This page synthesizes the most promising emerging therapeutic directions across Alzheimer's disease (AD), Parkinson's disease (PD), and ALS based on current clinical trial data, mechanistic evidence, and expert consensus. Each direction is scored using a multi-dimensional rubric that considers mechanistic clarity, clinical evidence strength, delivery feasibility, safety profile, combinability, timeline to patient impact, and disease-modifying potential.
This synthesis complements the existing AD Therapeutic Scorecard, PD Therapeutic Scorecard, and ALS Therapeutic Scorecard by identifying cross-disease opportunities and emerging approaches not yet included in those disease-specific scorecards.
Each therapeutic direction is scored on a 0-10 scale across seven dimensions (max 70 points):
| Dimension | Description |
|---|---|
| Mechanistic Clarity | How well we understand WHY this works at the molecular level |
| Clinical Evidence | Human data supporting efficacy (Phase 2/3 trials, biomarkers) |
| Delivery Feasibility | Can we get the drug to the right brain region at therapeutic dose? |
| Safety Profile | Risk/benefit for a chronic disease in elderly patients |
| Combinability | Can this be combined with other approaches for additive/synergistic effect? |
| Timeline to Impact | How soon could this meaningfully help patients? |
| Disease-Modifying Potential | Does this slow progression, halt, or reverse pathology? |
| Rank | Direction | Disease | Mechanistic Clarity | Clinical Evidence | Delivery | Safety | Combinability | Timeline | Disease-Modifying | Total |
|---|---|---|---|---|---|---|---|---|---|---|
| 1 | GLP-1/GIP Agonists | AD/PD | 8 | 8 | 9 | 9 | 9 | 7 | 7 | 57 |
| 2 | TREM2 Agonists | AD | 9 | 6 | 6 | 7 | 7 | 6 | 9 | 50 |
| 3 | Anti-Synuclein Immunotherapy | PD/DLB | 8 | 6 | 7 | 8 | 7 | 6 | 7 | 50 |
| 4 | LRRK2 Inhibitors | PD | 8 | 5 | 7 | 8 | 7 | 5 | 6 | 46 |
| 5 | Senolytics | AD/PD | 7 | 6 | 7 | 7 | 7 | 5 | 8 | 47 |
| Rank | Direction | Disease | Mechanistic Clarity | Clinical Evidence | Delivery | Safety | Combinability | Timeline | Disease-Modifying | Total |
|---|---|---|---|---|---|---|---|---|---|---|
| 6 | Microglial Reprogramming | AD/PD/ALS | 7 | 4 | 6 | 7 | 7 | 5 | 8 | 44 |
| 7 | NLRP3 Inflammasome Inhibitors | AD/PD | 7 | 5 | 6 | 7 | 7 | 5 | 7 | 44 |
| 8 | Autophagy Enhancers | AD/PD/ALS | 7 | 4 | 6 | 7 | 7 | 4 | 8 | 43 |
| 9 | NAD+ Boosters | AD/PD | 7 | 5 | 7 | 8 | 6 | 5 | 6 | 44 |
| 10 | Gene Therapy (AAV) | PD | 7 | 5 | 5 | 6 | 6 | 4 | 8 | 41 |
| Rank | Direction | Disease | Mechanistic Clarity | Clinical Evidence | Delivery | Safety | Combinability | Timeline | Disease-Modifying | Total |
|---|---|---|---|---|---|---|---|---|---|---|
| 11 | c-Abl Inhibitors | PD | 7 | 4 | 6 | 7 | 6 | 4 | 6 | 40 |
| 12 | Sigma-1 Agonists | AD/PD | 6 | 5 | 7 | 7 | 6 | 5 | 5 | 41 |
| 13 | Iron Chelators | PD/PDC | 6 | 4 | 7 | 7 | 6 | 4 | 5 | 39 |
| 14 | Exosome Therapies | AD/PD | 5 | 3 | 5 | 6 | 6 | 3 | 7 | 35 |
| 15 | Anti-TDP-43 ASOs | ALS/FTD | 8 | 4 | 5 | 6 | 5 | 4 | 7 | 39 |
Mechanistic Clarity (8/10): GLP-1 receptors are expressed in the brain, particularly in the hippocampus and basal ganglia.
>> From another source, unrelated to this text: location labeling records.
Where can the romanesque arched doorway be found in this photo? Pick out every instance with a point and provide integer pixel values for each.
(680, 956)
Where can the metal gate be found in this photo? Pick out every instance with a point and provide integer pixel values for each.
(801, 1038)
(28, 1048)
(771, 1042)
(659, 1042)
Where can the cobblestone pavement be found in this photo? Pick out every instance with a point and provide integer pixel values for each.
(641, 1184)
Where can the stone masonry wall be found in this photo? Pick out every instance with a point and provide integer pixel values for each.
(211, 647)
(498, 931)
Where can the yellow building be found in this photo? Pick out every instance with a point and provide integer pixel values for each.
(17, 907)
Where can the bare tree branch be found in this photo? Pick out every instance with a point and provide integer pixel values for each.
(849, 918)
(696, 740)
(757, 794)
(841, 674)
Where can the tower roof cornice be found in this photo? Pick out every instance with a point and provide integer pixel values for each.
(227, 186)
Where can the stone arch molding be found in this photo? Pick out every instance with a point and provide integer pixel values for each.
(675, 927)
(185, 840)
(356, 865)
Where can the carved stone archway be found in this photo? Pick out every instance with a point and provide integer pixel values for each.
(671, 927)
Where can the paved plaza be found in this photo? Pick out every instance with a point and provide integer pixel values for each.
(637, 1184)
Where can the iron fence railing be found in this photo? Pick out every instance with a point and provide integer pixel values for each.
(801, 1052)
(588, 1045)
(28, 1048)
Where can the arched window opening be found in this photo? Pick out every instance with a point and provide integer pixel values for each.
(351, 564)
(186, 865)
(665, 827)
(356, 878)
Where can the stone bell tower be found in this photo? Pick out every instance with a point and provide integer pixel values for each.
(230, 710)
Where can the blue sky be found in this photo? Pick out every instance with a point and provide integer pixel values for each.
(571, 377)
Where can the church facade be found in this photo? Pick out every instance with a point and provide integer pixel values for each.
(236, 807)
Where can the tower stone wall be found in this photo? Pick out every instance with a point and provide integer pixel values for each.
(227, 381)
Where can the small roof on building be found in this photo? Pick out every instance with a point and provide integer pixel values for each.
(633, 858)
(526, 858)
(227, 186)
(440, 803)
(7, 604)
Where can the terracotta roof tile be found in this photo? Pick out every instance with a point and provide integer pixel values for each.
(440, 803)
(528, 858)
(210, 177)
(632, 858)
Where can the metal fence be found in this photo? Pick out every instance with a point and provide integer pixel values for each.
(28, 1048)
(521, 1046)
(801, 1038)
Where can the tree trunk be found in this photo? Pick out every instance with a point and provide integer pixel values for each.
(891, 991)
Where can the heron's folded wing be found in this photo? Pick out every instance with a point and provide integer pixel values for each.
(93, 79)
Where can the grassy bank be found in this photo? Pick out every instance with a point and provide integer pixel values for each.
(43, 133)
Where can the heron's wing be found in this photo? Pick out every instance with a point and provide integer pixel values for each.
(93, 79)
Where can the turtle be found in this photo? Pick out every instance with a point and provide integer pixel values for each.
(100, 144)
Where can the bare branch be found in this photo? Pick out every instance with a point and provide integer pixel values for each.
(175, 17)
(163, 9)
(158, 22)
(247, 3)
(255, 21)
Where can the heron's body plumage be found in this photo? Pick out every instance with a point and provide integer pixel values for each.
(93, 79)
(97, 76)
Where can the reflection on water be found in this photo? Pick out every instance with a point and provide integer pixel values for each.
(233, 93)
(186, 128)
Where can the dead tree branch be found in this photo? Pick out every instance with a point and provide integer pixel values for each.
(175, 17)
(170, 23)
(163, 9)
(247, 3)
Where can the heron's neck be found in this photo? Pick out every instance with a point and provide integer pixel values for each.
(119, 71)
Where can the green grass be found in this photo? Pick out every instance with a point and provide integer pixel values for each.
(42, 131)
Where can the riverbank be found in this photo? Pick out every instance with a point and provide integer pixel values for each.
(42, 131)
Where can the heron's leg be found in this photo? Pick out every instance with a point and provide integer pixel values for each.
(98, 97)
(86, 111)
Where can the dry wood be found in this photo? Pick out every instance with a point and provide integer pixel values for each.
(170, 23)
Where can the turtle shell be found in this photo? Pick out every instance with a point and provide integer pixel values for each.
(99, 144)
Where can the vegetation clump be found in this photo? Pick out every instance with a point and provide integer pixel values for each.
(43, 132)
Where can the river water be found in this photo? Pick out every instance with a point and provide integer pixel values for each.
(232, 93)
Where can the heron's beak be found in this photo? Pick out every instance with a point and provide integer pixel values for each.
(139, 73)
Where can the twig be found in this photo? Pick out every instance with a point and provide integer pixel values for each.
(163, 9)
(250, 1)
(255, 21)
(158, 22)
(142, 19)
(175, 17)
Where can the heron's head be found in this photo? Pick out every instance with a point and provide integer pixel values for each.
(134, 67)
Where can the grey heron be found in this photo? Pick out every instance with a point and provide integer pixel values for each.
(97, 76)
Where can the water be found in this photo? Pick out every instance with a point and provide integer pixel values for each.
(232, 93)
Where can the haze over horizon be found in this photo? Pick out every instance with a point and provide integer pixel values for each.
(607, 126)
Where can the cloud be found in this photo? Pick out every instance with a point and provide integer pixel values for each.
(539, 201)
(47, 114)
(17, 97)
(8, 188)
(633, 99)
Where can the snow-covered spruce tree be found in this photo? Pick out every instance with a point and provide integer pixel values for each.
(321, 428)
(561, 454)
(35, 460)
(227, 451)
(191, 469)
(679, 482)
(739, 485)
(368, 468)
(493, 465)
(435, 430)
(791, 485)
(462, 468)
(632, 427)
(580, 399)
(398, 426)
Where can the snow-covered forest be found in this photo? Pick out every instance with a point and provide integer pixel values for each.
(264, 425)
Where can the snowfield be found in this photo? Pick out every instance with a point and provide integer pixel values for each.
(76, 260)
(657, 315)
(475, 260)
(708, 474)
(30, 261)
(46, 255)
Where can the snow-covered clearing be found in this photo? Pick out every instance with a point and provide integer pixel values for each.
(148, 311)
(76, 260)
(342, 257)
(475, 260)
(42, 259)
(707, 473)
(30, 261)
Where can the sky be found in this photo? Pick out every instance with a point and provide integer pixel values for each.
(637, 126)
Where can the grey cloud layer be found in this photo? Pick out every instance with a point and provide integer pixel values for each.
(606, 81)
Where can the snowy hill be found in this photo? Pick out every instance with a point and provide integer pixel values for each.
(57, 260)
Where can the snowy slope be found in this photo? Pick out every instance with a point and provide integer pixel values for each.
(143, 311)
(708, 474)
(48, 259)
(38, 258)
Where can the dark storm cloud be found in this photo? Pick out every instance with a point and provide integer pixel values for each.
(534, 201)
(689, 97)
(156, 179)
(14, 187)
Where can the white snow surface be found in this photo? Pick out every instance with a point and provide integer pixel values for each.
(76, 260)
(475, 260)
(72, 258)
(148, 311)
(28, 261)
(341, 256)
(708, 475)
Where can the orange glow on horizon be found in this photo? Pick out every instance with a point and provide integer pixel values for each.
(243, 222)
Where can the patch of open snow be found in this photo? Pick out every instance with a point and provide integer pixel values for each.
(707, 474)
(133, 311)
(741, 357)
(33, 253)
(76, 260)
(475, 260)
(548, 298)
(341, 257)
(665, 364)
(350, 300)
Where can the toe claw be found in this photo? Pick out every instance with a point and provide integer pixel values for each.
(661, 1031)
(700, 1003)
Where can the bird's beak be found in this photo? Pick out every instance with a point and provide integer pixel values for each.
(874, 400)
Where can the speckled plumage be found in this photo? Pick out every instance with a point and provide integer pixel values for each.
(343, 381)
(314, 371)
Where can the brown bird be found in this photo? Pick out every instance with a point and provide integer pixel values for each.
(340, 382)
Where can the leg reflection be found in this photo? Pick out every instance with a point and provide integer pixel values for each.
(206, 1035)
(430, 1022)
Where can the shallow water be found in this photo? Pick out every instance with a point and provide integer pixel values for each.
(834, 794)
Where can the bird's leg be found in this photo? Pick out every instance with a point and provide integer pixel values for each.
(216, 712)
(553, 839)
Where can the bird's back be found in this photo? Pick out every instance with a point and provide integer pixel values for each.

Activation reduces neuroinflammation through cAMP/PKA signaling, promotes synaptic plasticity via PI3K/Akt pathways, and reduces apoptotic cell death. GIP receptors add another incretin mechanism with potential neuroprotective effects[1].
Clinical Evidence (8/10):
Delivery Feasibility (9/10): Subcutaneous injection established; oral formulations under development (semaglutide oral)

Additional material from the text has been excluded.